Sunday 17 June 2012

In my lengthy absence...

I have seen and heard many things, most of which have strengthened my faith in the future of creative artistry and reminded me just how lucky I am.

I have experienced the controversial/semi-disturbing delights of a little film called A Clockwork Orange and loved the fuck out of it, seen the gorgeous Florence + the Machine play live at Brisbane's Riverstage with my younger cousin who was then experiencing her first ever live concert, gone on a spontaneous road trip to Dalby with family friends to wade through mud and see Matt Corby at a rather wet and muddy One Night Stand hosted by triple j, finally seen Never Let Me Go and took it out of the DVD player a tad disappointed, watched Schindler's List and nearly burst into a noisy bout of sobbing,  and on Friday night went on an adventure to the Brisbane Powerhouse with aforementioned family friend and her step-sister to see a whimsical bunch of musicians who go by Pear & the Awkward Orchestra.

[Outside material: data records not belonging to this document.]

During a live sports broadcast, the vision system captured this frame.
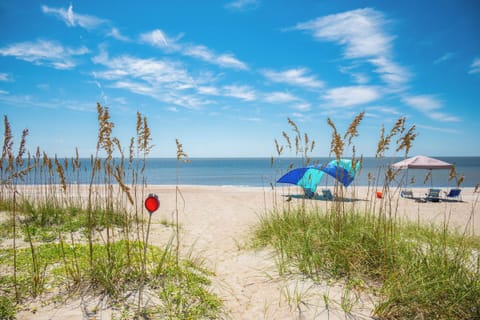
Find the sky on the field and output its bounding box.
[0,0,480,157]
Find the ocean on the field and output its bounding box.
[152,157,480,187]
[18,157,480,187]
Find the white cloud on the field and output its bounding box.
[182,45,248,70]
[225,0,260,11]
[140,29,181,51]
[262,68,325,89]
[323,86,380,107]
[468,57,480,74]
[223,85,256,101]
[93,52,194,89]
[0,72,11,82]
[370,57,410,84]
[42,4,108,29]
[264,92,299,103]
[295,8,392,58]
[0,40,89,69]
[294,8,410,86]
[417,124,460,134]
[403,95,460,122]
[433,52,455,64]
[93,51,212,108]
[197,86,220,96]
[107,28,130,42]
[140,29,248,70]
[292,102,312,111]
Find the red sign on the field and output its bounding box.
[145,193,160,214]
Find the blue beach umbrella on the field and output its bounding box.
[322,159,360,187]
[277,159,360,192]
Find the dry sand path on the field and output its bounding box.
[14,186,480,320]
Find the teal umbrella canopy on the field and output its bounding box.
[277,159,360,192]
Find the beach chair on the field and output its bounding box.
[445,189,462,201]
[424,189,441,202]
[400,190,413,199]
[303,188,315,199]
[322,189,333,201]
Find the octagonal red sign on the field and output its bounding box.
[145,193,160,213]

I'm humbled looking at all the fantastic adventures I've just scribbled.  It seems I've been attending more live gigs and theatre of late, and I seldom think of those who might get no further than dreaming of having the opportunities I've somewhat been taking for granted.  I love the fact that I'm getting more acquainted with my own city and our rich arts culture, and along the way gaining more independence, which I'll be needing in abundance come the imminent advent of Uni next year.  I'm both proud and slightly embarrassed to say that Friday evening was the first time I'd ever caught a bus completely and utterly alone.

Also during my unannounced hiatus, I have completed the most part of my assessment for my second last semester of school for the remainder of my natural life.  All I have left is lovely, lovely Film & Television work, which can hardly be classified as work.  My senior year is dwindling fast.

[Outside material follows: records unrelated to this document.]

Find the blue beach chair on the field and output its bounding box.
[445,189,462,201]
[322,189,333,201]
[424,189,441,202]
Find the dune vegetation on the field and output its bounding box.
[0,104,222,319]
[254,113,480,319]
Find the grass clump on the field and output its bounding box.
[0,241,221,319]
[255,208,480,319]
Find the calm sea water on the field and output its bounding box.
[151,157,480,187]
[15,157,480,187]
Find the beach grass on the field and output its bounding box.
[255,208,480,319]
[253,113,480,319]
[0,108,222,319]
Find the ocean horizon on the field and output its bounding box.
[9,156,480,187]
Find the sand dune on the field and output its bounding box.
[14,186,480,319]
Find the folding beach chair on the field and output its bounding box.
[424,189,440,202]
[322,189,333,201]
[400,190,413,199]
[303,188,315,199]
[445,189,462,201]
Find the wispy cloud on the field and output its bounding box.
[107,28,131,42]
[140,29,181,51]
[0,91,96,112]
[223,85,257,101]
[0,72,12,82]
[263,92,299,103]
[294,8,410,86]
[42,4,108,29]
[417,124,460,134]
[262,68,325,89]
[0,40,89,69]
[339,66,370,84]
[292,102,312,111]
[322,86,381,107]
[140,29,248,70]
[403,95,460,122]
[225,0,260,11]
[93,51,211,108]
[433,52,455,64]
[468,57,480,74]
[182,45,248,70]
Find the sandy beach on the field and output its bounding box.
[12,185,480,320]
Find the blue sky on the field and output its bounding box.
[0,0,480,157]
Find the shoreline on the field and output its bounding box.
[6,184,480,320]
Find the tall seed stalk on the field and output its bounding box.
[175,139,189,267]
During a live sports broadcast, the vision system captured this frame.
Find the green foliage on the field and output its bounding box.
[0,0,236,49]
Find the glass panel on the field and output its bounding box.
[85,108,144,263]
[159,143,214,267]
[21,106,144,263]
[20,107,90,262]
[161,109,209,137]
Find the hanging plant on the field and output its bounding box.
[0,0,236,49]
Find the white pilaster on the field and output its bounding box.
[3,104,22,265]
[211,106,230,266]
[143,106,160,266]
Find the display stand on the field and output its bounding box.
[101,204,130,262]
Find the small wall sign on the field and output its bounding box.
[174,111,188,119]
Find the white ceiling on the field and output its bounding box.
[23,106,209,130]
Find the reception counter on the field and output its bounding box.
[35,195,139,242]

I'm also in the midst of planning a novel.  Part indie and part realism, it shall be called Ezra & Alice and with any luck, shall be rather wonderful.  Sometimes when I attempt another novel, part of me thinks that perhaps the story I'm trying to write would translate better on stage or in cinematic form, but then I always think of how immediate a novel would be.  You can read it electronically or in hardcopy, and even if it's not published, it's still a story that can be immediately consumed by other humans.  A novel is independent, a stand-alone piece of art.  A film or a play require extensive resources, people and money, none of which I have at my disposal.

That's another thing: I rarely finish novels.  I went through a phase around the age of eleven or twelve where I could crank them out quite easily (by 'novels', I here mean 'nine-foolscap-page documents of pure bollocks with monstrous use of caps lock and exclamation marks').  I was having immense delusions of Jodi Picoult-like grandeur, but in actuality I was writing horrendously ill-researched sagas that blatantly plaigiarised borrowed from RENT and Kiss Me Kate.  I still have my No Business Like Show Business trilogy, about the trials and tribulations of a group of friends in a variety of different positions in the pecking order of a New York theatre company.  My ignorance about worldly things like social class, one night stands (of the non-triple j variety!), the mechanics of a theatre company and even realistic dialogue are blatantly obvious in each instalment, I cringe to read them now.  Then there's the cover artwork, drawn by yours truly, that sees the grim-looking, semi-poverty-stricken-despite-their-respectable-career characters standing in a formation not unlike that of 'Seasons of Love' in RENT.  Shit, I was one clueless loner of a pre-teen.

All that aside, Ezra & Alice is about a teenage boy (the aforementioned Ezra) who loses the use of his legs after being struck with stage scaffolding in his school auditorium.  Upon moving schools, he is antisocial and content to wallow in despair.  He meets the forward, enigmatic Alice, who pulls him out of his funk and rekindles his lust for life.  She also ignites a lust of the literal kind, forcing Ezra to think a little harder about his disability than he has had to in a while.

Watch this space for more on this little project.  I'm determined to finish this bitch.  The upcoming winter holidays should be instrumental for making significant progress.  Also for trips to the city and tea parties.